Derita Generasi Kala Pedofil Mendapat Grasi
Oleh: Tety Kurniawati
(Anggota Komunitas Penulis Bela Islam)
LensaMediaNews- Terpidana kasus pelecehan seksual yang juga mantan guru Jakarta Internasional School (JIS) Neil Bantleman telah bebas. Neil ditahan di Lembaga Permasyarakatan Kelas 1 Cipinang, Jakarta Timur. “Sudah bebas dari Lapas kelas 1 Cipinang tanggal 21 Juni 2019,” kata Kabag Humas Ditjen Permasyarakatan Ade Kusmanto.
Neil dibebaskan karena mendapat grasi dari Presiden Joko Widodo berdasarkan Keputusan Presiden Nomor 13/G tahun 2019 tanggal 19 juni 2019, berisi pengurangan hukuman pidana penjara dari 11 tahun menjadi 5 tahun 1 bulan dan denda pidana Rp 100 juta. (Kompas.com 12/7/19)
Fakta ini jelas telah menjadi lembaran kelam bagi upaya perlindungan generasi.

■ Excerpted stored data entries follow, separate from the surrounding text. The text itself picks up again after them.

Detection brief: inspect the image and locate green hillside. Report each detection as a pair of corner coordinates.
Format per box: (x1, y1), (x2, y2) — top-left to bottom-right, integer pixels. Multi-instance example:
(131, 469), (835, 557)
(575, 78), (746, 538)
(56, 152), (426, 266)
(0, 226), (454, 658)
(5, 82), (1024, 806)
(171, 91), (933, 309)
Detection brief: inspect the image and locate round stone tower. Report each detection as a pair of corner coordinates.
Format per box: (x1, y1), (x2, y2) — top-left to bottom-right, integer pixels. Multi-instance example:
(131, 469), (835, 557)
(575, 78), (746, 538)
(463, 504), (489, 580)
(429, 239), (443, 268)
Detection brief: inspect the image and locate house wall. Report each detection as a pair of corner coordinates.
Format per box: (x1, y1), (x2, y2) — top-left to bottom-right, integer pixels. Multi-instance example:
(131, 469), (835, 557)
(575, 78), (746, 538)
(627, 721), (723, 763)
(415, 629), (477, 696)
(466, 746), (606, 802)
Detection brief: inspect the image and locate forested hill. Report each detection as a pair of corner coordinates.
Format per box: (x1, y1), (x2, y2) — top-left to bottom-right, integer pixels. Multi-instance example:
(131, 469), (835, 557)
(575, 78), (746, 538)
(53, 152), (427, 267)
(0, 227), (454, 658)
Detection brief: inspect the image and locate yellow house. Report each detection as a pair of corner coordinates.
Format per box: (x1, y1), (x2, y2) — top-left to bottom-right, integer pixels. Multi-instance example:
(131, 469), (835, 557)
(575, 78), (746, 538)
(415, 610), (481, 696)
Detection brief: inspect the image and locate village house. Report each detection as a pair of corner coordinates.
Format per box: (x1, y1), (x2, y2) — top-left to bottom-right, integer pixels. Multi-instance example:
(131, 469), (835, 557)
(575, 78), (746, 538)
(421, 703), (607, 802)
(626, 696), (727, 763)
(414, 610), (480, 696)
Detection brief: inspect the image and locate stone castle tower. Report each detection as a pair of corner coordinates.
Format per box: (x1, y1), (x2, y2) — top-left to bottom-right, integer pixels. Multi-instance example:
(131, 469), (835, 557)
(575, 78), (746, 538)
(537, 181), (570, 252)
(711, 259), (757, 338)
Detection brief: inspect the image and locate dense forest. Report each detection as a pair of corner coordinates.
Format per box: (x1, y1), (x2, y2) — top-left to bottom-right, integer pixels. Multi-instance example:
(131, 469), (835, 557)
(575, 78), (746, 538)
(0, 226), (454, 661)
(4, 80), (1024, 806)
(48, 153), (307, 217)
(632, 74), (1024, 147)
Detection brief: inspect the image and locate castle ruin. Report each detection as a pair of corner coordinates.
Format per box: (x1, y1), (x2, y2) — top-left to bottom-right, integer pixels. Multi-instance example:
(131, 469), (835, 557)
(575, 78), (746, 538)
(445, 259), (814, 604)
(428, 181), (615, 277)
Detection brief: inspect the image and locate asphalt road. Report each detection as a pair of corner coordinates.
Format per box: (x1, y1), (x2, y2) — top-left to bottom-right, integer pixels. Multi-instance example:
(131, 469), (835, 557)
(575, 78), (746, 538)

Negara yang semestinya hadir memberikan perlindungan keamanan. Ternyata justru menunjukkan ketidakseriusannya dalam membendung arus kekerasan dan pelecehan seksual terhadap anak. Alih-alih menghukum pedofil dengan hukuman berat, justru kebebasan yang mereka dapat.
Inilah buah pahit penerapan liberalisme-kapitalisme. Kebebasan tanpa batas yang diusungnya. Meniscayakan lahirnya produk hukum liberal yang melayani kepentingan pemilik kapital maupun negara besar yang menaunginya. Hingga posisi negara lemah terhadap pelaku kriminal, terutama yang berkewarganegaraan asing.
Kasus pedofilia ke depan pun dipastikan kian marak karena tak ada hukuman tegas bagi pelakunya. Pedofil yang bebas bukan tak mungkin akan terus melanggengkan tindak pelecehan seksualnya. Sedang minimnya penanganan korban yang tersedia, memunculkan potensi transformasi korban menjadi pelaku berikutnya.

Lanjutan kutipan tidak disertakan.